Richard Brown
- Born: Richard Brown 28 August 1984 (age 41) Julia Creek, Queensland, Australia
- Height: 1.89 m (6 ft 2+1⁄2 in)
- Weight: 108 kg (17 st 0 lb; 238 lb)
- School: St. Josephs Nudgee College

Rugby union career
- Position: Flanker
- Current team: Cottesloe

Senior career
- Years: Team / Apps / (Points)
- 2007: Perth Spirit / 9 / (10)
- 2013–: Honda Heat / 0 / (0)

Super Rugby
- Years: Team / Apps / (Points)
- 2006–13: Western Force / 89 / (25)
- Correct as of 15 July 2013

International career
- Years: Team / Apps / (Points)
- 2008–: Australia / 23 / (5)
- 2008: Australia A
- 2003–04: Australia U-21
- 2001: Australia Schoolboys

National sevens team
- Years: Team /  / Comps
- 2003–04: Australia Sevens

= Richard Brown (rugby union) =

Australian rugby union footballer

Richard Brown (born 28 August 1984) is an Australian rugby union footballer.

==Career==
He is one of six players to have represented the Western Force in all of its Super 14 games in 2007, and one of 14 Force players selected in the Wallabies train-on squad in May 2008. In 2009 Brown became Australia national rugby union team's first choice number 8. In 2000 he played in the first XV at St.
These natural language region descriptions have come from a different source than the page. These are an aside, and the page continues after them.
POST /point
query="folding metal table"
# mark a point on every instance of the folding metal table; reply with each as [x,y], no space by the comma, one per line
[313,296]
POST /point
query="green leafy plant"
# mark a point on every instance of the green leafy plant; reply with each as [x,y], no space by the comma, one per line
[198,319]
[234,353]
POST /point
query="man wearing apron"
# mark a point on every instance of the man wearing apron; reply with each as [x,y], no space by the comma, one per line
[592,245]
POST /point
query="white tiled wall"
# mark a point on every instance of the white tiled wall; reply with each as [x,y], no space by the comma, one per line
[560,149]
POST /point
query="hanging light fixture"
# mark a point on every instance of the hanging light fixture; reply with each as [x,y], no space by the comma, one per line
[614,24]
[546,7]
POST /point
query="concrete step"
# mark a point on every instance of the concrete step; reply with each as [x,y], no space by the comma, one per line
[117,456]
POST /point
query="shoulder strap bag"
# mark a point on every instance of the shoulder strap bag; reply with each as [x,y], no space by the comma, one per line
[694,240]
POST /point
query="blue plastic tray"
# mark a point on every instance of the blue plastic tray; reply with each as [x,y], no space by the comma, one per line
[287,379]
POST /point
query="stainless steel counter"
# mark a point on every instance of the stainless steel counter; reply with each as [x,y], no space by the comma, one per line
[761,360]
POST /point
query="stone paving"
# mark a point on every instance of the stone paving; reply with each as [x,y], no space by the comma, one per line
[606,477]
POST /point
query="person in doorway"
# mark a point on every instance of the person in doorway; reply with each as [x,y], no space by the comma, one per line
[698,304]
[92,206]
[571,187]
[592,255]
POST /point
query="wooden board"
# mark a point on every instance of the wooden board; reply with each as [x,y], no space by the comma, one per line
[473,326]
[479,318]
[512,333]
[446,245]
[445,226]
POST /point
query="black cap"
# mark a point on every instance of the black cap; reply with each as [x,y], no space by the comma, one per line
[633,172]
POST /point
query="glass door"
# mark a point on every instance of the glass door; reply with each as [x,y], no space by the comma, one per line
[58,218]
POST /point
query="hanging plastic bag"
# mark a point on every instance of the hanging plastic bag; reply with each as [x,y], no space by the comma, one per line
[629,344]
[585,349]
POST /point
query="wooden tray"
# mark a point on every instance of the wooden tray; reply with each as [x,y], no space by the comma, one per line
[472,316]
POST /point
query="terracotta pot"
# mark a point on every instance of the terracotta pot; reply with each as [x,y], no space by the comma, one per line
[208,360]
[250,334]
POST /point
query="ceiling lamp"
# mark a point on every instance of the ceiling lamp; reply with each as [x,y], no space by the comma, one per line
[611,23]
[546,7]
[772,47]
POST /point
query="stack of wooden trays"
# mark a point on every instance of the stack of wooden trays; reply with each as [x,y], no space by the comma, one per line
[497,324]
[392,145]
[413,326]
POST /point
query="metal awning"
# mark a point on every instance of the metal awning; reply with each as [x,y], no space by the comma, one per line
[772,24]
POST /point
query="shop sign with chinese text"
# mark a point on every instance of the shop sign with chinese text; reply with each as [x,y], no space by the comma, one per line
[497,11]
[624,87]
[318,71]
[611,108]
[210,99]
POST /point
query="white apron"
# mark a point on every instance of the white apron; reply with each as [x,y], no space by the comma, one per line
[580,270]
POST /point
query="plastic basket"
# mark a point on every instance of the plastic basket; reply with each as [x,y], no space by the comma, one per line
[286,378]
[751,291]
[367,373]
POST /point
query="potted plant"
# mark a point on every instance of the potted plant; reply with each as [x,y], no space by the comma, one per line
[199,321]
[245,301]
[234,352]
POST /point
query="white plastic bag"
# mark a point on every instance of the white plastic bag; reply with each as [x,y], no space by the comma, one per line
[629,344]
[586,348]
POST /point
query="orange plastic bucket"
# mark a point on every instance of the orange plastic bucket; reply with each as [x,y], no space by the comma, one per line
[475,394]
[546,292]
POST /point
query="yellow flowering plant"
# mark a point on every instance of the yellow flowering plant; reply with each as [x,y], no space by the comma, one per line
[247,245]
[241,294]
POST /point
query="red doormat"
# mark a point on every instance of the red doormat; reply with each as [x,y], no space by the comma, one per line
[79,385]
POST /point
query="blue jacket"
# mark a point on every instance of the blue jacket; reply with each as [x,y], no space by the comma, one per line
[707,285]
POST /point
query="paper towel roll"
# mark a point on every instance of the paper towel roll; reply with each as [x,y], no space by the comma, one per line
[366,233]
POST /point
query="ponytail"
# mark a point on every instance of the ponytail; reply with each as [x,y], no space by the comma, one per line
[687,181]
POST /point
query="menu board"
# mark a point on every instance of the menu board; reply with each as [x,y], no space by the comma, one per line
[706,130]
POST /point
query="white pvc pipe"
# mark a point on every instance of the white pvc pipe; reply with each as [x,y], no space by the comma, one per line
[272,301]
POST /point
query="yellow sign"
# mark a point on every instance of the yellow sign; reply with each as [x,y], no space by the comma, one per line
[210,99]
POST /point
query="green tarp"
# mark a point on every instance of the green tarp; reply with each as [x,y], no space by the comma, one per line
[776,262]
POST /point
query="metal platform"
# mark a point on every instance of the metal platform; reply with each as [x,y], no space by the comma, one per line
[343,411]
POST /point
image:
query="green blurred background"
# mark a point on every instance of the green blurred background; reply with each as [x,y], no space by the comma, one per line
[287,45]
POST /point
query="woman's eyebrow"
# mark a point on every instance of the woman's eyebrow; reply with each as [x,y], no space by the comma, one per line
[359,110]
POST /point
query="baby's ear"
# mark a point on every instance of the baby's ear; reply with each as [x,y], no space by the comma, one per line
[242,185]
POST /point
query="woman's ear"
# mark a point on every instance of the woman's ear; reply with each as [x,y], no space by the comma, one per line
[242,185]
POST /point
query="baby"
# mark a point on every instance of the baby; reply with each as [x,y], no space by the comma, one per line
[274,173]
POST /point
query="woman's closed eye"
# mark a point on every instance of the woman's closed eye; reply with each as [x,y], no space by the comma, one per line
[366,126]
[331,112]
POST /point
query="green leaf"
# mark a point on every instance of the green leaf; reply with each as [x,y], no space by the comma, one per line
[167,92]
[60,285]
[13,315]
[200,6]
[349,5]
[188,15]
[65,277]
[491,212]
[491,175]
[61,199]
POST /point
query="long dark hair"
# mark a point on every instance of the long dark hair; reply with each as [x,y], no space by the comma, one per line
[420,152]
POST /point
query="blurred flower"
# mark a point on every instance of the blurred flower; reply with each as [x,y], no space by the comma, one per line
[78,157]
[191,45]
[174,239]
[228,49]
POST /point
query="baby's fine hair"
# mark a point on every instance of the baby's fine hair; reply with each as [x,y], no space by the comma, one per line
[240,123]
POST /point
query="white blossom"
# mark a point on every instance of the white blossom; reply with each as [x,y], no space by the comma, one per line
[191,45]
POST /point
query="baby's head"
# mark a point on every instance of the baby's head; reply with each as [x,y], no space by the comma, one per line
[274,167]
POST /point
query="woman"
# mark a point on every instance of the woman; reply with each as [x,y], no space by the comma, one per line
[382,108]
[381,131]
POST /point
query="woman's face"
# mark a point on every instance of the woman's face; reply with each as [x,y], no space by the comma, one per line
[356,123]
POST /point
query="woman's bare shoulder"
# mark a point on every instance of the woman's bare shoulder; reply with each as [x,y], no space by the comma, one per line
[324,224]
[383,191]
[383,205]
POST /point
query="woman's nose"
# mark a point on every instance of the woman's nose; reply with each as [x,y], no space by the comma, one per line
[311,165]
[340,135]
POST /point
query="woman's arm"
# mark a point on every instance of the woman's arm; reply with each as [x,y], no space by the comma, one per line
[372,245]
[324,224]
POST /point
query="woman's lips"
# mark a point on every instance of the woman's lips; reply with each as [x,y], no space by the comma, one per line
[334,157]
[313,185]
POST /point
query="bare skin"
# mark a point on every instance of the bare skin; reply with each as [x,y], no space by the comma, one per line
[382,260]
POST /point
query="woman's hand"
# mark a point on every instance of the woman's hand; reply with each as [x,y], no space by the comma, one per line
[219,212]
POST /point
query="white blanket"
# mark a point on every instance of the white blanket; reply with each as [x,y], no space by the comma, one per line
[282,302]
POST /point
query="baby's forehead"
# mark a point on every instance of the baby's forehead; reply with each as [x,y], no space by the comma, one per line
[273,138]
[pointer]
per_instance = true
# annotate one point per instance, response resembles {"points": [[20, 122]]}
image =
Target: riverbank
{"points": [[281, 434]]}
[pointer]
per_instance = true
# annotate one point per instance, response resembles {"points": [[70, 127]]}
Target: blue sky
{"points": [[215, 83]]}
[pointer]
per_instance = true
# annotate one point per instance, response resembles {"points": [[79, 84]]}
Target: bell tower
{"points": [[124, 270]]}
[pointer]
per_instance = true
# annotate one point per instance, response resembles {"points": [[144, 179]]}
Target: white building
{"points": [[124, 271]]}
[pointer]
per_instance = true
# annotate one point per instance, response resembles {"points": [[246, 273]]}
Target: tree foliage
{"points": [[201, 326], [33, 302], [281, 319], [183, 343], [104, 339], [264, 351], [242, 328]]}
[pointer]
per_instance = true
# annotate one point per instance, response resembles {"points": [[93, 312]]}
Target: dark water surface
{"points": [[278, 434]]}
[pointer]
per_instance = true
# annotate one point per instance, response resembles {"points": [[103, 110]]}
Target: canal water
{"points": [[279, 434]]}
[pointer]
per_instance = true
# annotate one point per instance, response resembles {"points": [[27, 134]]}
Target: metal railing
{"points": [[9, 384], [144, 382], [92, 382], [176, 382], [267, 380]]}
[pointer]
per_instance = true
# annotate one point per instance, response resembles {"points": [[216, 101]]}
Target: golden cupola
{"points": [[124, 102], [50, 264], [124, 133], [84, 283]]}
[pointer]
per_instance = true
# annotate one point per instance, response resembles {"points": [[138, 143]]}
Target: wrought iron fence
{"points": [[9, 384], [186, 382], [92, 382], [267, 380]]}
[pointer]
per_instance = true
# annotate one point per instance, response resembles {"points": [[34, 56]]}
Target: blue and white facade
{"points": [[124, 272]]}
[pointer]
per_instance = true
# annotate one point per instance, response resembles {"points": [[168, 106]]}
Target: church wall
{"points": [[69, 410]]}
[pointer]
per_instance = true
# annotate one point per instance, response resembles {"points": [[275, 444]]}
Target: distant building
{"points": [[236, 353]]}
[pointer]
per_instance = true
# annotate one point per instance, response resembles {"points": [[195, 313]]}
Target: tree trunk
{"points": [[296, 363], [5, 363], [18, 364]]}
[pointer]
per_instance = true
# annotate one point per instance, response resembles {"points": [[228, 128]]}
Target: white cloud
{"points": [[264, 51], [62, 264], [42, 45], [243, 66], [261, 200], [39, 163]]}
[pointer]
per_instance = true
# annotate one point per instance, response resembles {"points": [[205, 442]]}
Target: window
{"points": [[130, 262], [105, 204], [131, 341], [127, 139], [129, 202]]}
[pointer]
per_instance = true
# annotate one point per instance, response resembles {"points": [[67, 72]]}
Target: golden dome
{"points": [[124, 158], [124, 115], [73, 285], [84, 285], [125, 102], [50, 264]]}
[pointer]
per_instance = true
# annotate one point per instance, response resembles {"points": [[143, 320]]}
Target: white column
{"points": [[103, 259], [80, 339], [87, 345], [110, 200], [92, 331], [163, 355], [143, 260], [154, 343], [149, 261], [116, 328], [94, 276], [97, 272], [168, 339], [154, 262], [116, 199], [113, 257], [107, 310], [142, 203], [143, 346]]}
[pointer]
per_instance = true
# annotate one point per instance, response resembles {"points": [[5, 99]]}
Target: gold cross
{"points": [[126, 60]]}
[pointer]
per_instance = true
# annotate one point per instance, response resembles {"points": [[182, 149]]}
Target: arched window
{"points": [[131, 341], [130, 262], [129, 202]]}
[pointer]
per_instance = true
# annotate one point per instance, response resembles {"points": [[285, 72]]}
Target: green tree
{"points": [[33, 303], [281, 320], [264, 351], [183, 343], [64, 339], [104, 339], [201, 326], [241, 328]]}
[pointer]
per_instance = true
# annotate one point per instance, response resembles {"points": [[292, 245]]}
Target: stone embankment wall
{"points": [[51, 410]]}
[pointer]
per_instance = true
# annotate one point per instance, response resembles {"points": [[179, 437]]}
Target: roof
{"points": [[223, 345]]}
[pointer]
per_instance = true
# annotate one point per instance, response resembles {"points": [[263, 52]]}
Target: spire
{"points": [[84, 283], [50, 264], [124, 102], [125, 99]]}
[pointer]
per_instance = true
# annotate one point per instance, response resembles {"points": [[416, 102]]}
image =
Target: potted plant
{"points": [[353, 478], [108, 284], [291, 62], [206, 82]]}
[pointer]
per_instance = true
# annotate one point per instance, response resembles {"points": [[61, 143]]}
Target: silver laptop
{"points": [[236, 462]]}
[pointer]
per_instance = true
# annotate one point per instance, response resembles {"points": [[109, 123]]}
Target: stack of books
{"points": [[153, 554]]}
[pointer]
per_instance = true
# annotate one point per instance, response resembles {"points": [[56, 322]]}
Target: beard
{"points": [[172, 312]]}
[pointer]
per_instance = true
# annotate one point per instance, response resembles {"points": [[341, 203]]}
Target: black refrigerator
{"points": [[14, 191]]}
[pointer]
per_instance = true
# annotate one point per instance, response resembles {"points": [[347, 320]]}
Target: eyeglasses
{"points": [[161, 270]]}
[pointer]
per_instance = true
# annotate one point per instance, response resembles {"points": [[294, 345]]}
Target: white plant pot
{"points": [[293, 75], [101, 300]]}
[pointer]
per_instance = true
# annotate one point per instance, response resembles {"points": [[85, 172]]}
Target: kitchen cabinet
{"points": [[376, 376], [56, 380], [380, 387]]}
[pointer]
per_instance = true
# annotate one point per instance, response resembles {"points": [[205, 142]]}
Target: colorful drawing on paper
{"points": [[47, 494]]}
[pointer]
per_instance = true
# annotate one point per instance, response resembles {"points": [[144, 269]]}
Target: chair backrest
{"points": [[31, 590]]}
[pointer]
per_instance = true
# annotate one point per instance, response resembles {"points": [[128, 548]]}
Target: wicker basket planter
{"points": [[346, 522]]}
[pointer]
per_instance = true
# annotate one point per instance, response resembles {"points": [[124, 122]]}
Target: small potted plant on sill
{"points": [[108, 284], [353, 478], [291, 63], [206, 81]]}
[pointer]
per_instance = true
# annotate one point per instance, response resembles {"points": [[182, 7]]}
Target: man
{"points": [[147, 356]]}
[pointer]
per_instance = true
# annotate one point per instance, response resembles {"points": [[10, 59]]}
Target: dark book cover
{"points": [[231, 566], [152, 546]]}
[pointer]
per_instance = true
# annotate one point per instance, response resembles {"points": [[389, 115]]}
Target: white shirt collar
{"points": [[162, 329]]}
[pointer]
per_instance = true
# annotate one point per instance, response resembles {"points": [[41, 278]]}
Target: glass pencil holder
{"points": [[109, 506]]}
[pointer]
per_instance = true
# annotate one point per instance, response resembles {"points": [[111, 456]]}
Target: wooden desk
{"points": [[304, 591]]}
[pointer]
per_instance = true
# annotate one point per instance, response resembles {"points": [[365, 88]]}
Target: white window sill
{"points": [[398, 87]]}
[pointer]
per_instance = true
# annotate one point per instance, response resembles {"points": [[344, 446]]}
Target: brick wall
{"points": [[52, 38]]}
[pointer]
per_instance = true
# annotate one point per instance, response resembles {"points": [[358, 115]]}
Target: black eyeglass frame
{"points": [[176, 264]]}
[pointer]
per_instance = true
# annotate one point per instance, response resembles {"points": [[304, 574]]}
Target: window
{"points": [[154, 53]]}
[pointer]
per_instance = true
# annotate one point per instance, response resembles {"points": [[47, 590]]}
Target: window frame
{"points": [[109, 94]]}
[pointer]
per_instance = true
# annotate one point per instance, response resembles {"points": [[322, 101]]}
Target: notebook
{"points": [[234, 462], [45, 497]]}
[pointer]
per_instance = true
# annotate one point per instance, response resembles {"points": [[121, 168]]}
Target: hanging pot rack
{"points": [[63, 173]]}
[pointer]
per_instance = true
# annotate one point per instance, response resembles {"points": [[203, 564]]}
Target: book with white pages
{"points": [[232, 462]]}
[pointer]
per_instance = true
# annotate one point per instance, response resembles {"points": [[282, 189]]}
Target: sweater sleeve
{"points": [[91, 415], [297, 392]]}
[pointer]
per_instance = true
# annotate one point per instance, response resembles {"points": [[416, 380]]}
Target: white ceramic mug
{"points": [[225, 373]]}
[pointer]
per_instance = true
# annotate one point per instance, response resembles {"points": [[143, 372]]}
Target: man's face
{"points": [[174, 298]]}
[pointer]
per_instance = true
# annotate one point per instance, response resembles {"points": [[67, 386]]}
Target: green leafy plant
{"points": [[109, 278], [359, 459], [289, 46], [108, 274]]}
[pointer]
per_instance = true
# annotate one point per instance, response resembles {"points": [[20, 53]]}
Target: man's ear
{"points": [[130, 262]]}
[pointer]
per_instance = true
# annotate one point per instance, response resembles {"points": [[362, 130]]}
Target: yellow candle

Josephs Nudgee College in Brisbane, captained by Rocky Elsom. Brown was in Year 11 with Hugh McMeniman and Rocky Elsom was in Year 12.

In 2002, Brown played in the University of Queensland Undefeated Colts 1 Premiership team. This team also included other future professional players such as Stephen Moore, Heath Tessman, Hugh McMeniman, Mitchell Chapman, Tim Usasz, Josh Graham and Drew Mitchell.